Finalement, on s’aperçoit que le godemichet, le gode, le dildo, le sextoy, le vibromasseur n’est pas un objet inerte qui s’active le temps d’un orgasme. Il est un objet avec une histoire propre et lourde de sens, il est, dans toutes ses déclinaisons, de forme, de couleur, de matériau, de condition d’utilisation et d’utilisateur·ice.s, porteur d’un discours encore parasité par des réflexes sexistes, classistes, validistes ou racistes, malgré l’ouverture qu’il apporte, de par sa popularité, sur les sexualités.
Références :
Preciado Paul, Manifeste contra-sexuel, Diable Vauvert, 2011. (1re édition en 2000).

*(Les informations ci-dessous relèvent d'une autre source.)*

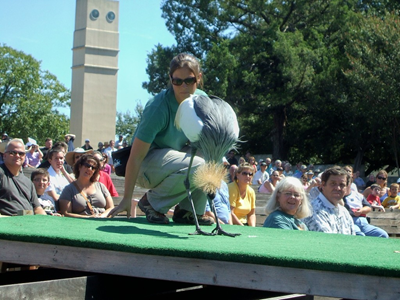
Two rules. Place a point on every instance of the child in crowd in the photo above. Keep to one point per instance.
(393, 201)
(41, 180)
(373, 198)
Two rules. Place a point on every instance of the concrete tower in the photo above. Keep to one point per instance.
(94, 71)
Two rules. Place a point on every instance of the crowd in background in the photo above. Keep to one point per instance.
(56, 166)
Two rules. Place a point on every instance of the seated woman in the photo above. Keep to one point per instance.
(104, 178)
(269, 185)
(73, 156)
(85, 197)
(381, 179)
(242, 197)
(287, 205)
(104, 166)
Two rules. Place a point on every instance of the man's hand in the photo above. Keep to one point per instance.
(124, 205)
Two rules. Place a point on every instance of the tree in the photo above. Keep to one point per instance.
(373, 50)
(127, 123)
(282, 66)
(29, 98)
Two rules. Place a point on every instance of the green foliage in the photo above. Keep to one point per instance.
(29, 98)
(302, 76)
(157, 68)
(127, 122)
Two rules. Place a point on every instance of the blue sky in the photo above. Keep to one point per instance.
(44, 29)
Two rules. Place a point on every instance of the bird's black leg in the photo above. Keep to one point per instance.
(187, 185)
(218, 229)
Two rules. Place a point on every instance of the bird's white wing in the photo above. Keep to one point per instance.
(187, 120)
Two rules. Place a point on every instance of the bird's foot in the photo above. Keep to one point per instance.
(219, 231)
(201, 232)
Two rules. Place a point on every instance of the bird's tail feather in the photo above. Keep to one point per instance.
(208, 177)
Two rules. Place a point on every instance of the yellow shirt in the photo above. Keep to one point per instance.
(242, 206)
(391, 201)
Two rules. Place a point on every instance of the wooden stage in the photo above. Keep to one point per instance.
(194, 272)
(203, 272)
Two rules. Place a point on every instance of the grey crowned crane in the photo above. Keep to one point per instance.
(211, 126)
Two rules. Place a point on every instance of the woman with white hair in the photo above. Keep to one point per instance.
(287, 205)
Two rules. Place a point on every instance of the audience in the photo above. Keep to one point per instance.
(269, 185)
(72, 157)
(69, 140)
(287, 205)
(87, 145)
(242, 197)
(393, 201)
(118, 144)
(373, 198)
(41, 180)
(231, 158)
(48, 144)
(59, 177)
(86, 197)
(381, 179)
(17, 192)
(328, 214)
(34, 155)
(104, 177)
(110, 149)
(222, 206)
(359, 182)
(261, 175)
(358, 207)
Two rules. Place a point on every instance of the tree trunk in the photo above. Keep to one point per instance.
(358, 159)
(277, 136)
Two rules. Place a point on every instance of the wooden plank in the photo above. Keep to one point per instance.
(71, 288)
(387, 222)
(216, 273)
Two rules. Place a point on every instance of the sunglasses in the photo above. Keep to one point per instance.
(13, 153)
(247, 173)
(187, 81)
(89, 166)
(289, 195)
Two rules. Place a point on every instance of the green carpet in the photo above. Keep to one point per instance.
(274, 247)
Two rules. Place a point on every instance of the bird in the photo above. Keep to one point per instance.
(211, 126)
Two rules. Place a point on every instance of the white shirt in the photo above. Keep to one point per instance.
(329, 218)
(108, 151)
(260, 175)
(57, 182)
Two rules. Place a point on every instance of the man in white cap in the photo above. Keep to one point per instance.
(17, 192)
(87, 145)
(69, 139)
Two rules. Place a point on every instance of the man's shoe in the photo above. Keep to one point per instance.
(184, 216)
(152, 215)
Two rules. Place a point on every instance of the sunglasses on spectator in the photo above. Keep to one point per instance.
(13, 153)
(247, 173)
(89, 166)
(290, 194)
(187, 81)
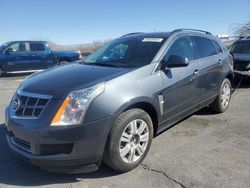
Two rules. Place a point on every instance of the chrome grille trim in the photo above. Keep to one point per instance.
(32, 105)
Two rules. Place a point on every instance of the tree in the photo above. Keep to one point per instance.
(242, 29)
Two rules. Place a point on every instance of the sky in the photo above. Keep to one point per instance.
(85, 21)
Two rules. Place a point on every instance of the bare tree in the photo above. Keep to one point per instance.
(242, 29)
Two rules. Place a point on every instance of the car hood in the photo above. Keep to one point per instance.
(242, 57)
(60, 81)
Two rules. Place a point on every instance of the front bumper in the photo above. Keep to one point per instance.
(70, 149)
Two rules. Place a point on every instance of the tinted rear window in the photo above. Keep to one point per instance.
(37, 46)
(217, 46)
(241, 47)
(203, 47)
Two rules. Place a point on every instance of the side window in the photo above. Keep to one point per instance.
(217, 47)
(203, 47)
(181, 47)
(37, 47)
(18, 47)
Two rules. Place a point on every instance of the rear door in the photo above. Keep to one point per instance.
(17, 58)
(211, 60)
(41, 56)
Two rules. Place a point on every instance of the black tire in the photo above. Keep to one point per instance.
(112, 155)
(217, 105)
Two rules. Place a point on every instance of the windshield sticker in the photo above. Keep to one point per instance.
(152, 39)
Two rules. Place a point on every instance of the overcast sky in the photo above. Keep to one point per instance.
(84, 21)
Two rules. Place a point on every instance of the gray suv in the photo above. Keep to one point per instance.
(109, 108)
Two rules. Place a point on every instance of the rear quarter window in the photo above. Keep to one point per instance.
(217, 47)
(203, 47)
(37, 46)
(241, 47)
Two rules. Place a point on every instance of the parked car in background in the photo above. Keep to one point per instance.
(30, 56)
(109, 108)
(241, 52)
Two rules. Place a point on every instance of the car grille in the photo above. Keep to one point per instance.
(30, 106)
(21, 144)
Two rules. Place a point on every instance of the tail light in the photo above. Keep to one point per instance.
(80, 55)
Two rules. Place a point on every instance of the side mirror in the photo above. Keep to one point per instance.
(9, 50)
(175, 61)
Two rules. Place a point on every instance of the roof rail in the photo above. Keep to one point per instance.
(244, 37)
(196, 30)
(131, 34)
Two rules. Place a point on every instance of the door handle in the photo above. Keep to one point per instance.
(196, 72)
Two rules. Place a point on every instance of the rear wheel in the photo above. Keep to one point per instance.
(129, 140)
(221, 103)
(63, 62)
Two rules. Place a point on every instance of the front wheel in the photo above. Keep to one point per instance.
(221, 103)
(129, 140)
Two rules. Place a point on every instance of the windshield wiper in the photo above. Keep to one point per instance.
(102, 64)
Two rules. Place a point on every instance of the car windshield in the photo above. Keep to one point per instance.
(242, 47)
(127, 52)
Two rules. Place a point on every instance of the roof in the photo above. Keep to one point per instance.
(164, 34)
(148, 35)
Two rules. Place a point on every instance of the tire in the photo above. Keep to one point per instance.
(222, 101)
(138, 142)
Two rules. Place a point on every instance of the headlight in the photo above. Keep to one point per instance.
(74, 107)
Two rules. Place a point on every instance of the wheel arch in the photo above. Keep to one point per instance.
(148, 107)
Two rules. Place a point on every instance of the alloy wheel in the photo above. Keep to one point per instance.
(134, 141)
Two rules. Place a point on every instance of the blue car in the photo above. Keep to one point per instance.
(30, 56)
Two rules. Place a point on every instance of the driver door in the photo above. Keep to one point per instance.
(180, 91)
(16, 56)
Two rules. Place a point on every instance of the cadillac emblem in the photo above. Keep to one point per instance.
(16, 104)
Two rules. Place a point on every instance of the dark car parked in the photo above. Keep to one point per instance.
(71, 118)
(241, 52)
(30, 56)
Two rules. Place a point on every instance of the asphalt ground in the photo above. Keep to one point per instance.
(204, 150)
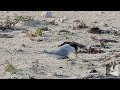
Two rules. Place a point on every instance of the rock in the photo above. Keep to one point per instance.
(46, 14)
(93, 71)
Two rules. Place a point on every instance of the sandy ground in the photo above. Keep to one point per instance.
(30, 63)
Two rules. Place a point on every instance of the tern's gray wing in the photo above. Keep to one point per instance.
(59, 54)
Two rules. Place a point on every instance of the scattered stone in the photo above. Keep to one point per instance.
(46, 14)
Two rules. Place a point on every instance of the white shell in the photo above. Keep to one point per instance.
(46, 14)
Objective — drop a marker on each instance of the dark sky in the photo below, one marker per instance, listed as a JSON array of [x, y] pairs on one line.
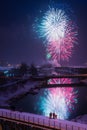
[[18, 42]]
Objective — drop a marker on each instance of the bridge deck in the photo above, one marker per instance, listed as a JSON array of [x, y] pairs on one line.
[[40, 121]]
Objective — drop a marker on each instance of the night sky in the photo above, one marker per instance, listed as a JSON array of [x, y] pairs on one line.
[[19, 43]]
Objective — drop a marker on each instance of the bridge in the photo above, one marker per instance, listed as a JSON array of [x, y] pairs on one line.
[[14, 90], [14, 120]]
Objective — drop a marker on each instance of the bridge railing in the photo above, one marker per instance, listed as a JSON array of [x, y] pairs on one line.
[[32, 119]]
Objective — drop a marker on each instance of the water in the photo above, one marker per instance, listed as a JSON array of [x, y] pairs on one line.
[[29, 103]]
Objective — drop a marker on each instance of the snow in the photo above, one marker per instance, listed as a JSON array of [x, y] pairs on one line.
[[10, 92], [41, 120]]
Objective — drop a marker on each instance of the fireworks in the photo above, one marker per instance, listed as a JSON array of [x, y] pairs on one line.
[[59, 33]]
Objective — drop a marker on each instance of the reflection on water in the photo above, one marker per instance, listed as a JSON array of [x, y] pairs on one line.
[[29, 103]]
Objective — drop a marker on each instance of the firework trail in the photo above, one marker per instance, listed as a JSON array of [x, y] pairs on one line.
[[59, 34]]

Pandelakis Pia, Journée d’étude SexPlays, Université Toulouse Jean Jaurès, 2017.
Carmina, Journée d’étude SexPlays, Université Toulouse Jean Jaurès, 2017.
Ehrenreich Barbara, English Deirdre, Fragiles ou contagieuses, le médical et le corps des femmes [1973]. Paris : Caramboukis, 2016.
Kraus François, Les français et les sextoys : la grande enquête, Enquête IFOP, 2017.
Millward Jon, Down The Rabbit Hole : What One Million Sextoys Sales Reveal About Our Erotics Tates, Kinks and Desires, 2014.
Chardronnet Ewen, GynePunk, les sorcières cyborg de la gynécologie DiY, Makery, 2015.